Military history suggests that using cyber defense alone will make Europe the target of endless blackmail.
However, the EU has not reached a consensus regarding offensive cyber strikes as part of a broader deterrence strategy. This is due to the inherent constraints discussed above, its tradition of caution when it comes to security matters, and its relative lack of cyber capabilities, compared to the U.S. – ranging from fast reconnaissance up to conducting various offensive cyber strikes at scale. There is little EU-wide political will to challenge Moscow and Beijing’s offensive cyber operations beyond its diplomatic toolbox because of its perceived bilateral energy and trade interdependencies. But this state of affairs means Russia and China’s attacks on Europe are likely to continue unless the EU develops the capacity to deter them more effectively.

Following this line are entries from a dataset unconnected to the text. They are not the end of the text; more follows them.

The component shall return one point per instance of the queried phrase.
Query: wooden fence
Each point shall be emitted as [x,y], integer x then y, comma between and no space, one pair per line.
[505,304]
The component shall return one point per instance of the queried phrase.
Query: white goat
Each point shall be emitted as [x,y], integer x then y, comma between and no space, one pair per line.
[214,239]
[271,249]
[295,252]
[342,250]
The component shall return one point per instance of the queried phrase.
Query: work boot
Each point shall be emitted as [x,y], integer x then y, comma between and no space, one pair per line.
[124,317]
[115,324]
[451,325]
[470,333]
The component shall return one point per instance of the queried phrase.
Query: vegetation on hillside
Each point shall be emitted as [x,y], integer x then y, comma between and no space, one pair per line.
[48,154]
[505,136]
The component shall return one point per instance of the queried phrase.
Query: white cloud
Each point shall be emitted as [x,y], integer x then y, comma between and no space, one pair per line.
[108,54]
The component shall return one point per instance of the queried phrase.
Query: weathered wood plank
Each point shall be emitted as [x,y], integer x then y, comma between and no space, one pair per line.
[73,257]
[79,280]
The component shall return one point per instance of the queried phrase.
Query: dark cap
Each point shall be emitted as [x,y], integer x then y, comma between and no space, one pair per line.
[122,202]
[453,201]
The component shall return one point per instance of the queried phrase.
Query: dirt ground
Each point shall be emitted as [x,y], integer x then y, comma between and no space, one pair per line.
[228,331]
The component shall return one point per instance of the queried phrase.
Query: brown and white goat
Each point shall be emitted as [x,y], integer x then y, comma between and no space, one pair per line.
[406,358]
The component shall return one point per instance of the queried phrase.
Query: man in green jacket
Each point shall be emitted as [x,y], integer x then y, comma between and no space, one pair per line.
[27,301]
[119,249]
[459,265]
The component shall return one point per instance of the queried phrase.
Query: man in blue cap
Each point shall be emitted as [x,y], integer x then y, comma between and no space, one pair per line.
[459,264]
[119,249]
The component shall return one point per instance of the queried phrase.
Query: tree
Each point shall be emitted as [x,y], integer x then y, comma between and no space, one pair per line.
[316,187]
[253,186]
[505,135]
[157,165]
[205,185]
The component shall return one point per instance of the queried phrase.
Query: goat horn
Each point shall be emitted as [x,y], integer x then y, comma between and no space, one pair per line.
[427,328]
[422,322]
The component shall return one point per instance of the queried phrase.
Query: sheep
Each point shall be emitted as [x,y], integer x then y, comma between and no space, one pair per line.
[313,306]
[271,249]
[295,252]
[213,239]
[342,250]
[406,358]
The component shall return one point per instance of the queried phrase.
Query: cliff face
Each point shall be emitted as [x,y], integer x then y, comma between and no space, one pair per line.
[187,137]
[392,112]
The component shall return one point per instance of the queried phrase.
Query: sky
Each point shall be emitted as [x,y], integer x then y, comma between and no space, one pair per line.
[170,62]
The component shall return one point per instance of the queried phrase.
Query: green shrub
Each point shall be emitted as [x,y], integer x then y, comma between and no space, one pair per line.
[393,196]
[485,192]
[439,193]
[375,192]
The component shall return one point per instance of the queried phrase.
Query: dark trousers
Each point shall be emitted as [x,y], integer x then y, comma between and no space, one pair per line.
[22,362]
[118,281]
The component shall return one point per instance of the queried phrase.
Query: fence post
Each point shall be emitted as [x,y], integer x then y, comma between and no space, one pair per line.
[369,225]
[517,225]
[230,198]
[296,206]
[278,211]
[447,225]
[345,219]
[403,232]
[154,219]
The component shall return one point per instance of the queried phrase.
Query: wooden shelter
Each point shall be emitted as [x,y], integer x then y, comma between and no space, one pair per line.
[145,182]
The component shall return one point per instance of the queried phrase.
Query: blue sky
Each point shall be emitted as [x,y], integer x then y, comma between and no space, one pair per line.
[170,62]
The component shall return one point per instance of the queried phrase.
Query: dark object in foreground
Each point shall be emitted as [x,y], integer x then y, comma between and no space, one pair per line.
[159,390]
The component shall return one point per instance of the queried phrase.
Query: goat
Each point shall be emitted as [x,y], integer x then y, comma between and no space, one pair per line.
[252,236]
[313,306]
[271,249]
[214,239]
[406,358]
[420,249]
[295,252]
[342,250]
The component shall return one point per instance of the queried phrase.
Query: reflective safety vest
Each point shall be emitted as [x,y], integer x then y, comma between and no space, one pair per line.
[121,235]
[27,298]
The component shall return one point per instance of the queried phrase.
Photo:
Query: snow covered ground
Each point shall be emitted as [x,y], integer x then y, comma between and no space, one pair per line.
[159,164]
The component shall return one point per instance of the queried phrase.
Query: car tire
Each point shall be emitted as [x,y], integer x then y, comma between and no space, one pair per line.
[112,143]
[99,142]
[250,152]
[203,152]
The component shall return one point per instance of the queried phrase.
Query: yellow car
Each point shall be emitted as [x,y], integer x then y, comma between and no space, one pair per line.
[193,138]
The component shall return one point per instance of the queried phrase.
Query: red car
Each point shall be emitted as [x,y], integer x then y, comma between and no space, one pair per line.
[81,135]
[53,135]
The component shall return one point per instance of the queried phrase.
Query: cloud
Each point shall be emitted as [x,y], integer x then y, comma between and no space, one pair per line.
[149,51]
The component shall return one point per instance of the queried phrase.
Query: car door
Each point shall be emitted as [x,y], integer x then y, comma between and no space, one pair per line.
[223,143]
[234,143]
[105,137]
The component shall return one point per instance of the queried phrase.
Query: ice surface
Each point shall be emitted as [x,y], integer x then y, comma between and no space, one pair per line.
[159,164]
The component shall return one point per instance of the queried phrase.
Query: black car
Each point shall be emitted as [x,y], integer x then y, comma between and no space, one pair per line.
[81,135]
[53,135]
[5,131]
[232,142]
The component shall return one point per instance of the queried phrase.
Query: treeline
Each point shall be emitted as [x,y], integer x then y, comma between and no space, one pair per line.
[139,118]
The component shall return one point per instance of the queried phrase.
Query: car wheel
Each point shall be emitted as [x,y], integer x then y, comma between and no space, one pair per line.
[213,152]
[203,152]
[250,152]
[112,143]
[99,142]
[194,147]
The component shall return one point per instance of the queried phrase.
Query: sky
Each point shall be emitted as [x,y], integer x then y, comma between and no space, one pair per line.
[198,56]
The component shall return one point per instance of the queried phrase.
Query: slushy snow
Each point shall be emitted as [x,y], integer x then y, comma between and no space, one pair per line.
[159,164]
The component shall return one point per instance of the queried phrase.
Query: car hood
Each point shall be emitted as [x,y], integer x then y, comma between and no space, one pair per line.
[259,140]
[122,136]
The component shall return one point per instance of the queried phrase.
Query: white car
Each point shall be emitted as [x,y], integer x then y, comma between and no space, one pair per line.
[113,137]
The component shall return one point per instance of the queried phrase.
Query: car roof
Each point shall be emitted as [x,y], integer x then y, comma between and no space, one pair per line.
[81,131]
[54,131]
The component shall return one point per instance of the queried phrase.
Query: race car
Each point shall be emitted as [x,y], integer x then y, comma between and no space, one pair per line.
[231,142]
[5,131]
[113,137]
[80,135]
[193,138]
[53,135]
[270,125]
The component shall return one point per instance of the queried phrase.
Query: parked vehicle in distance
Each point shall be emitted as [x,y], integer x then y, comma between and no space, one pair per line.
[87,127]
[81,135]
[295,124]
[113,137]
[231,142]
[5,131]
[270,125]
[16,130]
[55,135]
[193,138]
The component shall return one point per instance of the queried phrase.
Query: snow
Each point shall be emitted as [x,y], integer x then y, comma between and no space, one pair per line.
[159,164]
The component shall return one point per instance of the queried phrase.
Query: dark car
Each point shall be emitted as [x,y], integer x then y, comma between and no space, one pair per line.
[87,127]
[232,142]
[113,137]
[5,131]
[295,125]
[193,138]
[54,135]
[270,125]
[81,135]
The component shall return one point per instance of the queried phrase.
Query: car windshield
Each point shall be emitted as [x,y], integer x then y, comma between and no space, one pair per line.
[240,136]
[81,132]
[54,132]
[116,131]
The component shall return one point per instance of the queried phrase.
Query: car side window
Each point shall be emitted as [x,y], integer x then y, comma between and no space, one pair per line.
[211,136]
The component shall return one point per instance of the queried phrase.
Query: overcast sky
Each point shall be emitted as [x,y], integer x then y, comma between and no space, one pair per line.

The EU needs to wake up and adopt comprehensive “deterrence-of-punishment” strategies against state-supported cyberattacks from other countries, taking into account the special conditions and constraints of the cyber era highlighted by critics. For example, the UK has recently confirmed the existence of its new National Cyber Force, whose aim is to conduct legal offensive cyber operations against targets in hostile countries such as Russia and China. Its activities will be overseen by the parliament’s intelligence and security committee and follow the principles of restraint and proportionality, as well as escalation risk control procedures. The organization’s purpose will be to degrade, disrupt, and destroy the critical capabilities and infrastructure “of those who would do us harm.”
Adopting deterrence and the threat of retaliation as a cybersecurity strategy can entail more challenges than nuclear deterrence. While the EU and NATO will still focus on “deterrence-by-denial” and improving the resilience of critical infrastructure, they will also need to take into account the growing gap between offensive and defensive capacity that has developed. Reactive-only defense strategies may lead aggressors to further escalate the intensity of their attacks. Military history suggests that using cyber defense alone will make Europe the target of endless commercial and political blackmail with ever-rising costs. Foregoing cyber offense altogether is ultimately an invitation to surrender to the hybrid and asymmetric warfare of hostile countries.